With a deep breath, Melody tasted the rain that refused to fall, and closed her eyes. The magic came. She stepped out into the street and raised her arms, her staff held high.
Enough was enough.
Garen caught sight of Melody through the smoke and for an instant, he hoped she had come back to him, that she had returned willingly to be at his side. Then he saw her open her eyes, leveled directly at his. There was blood on her mouth, he noticed, and magic shimmered in the air around her. His gut went cold. He looked from the archers to the fires to the soldiers, then back to her.
She was walking now, slowly, directly towards him.
“As you love your life, Sedrik, I advise you to run.” Garen threw his torch into the already blazing fire and followed his own advice, bolting into the cover of the smoke without a glance behind.
Melody did not lose sight of him. With a silent flick of her fingers, she commanded the fire beside him, and it obeyed. Flames leapt out, finding purchase in his clothes and hair. He stumbled, fell, and still the fire flowed to him. It surged around him, stealing the air. His skin crackled as he scrambled on his hands and knees to escape the flames.
Burn, she told him, filling his mind with the word, remembering all he had done and how it had felt. How it still felt.

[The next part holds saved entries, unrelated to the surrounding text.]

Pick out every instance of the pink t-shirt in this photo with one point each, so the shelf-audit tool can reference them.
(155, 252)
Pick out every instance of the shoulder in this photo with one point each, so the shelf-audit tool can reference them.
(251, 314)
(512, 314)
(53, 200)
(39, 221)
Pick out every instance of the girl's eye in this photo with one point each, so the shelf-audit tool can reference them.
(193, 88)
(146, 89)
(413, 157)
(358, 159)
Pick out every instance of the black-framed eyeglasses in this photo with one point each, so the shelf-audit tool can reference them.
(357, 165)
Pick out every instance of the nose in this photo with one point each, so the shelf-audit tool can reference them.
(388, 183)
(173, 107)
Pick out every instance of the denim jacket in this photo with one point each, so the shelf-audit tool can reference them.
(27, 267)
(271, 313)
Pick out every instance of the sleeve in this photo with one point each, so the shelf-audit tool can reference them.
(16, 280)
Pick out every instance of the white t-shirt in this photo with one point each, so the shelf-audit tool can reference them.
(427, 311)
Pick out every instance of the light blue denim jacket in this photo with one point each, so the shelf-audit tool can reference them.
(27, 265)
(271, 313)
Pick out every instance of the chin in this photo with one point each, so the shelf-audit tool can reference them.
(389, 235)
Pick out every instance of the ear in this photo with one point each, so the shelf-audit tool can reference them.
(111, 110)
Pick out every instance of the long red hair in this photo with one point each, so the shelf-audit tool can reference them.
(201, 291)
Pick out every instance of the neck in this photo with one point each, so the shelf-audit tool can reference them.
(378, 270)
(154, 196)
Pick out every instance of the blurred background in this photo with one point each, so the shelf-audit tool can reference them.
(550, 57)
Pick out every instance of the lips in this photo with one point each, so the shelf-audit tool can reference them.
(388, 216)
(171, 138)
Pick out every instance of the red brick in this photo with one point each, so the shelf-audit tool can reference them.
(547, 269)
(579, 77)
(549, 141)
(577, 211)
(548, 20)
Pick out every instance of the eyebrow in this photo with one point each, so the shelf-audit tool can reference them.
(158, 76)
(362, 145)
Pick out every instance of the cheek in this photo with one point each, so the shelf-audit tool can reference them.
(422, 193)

Ving let out an undignified yelp as he saw the flames reach for Chancellor Garen, and backpedaled away from the fire. He stumbled over his own feet, landing on his backside, but he kept hold of his torch. It wasn’t possible, his mind insisted. There was no wind; the fire could not have done that. He found his feet again and looked from the staggering, burning figure of Chancellor Garen to the girl who seemed to be the center of it all.
She looked back.
Melody had paused in the middle of the wide street, knowing Garen had managed to survive but no longer caring. She was lit only by the fires as the sky grew darker by the moment, and her hair lifted in the hot breeze. There was no sound - the cheering crowd had fallen silent in response to the magic they sensed but did not understand.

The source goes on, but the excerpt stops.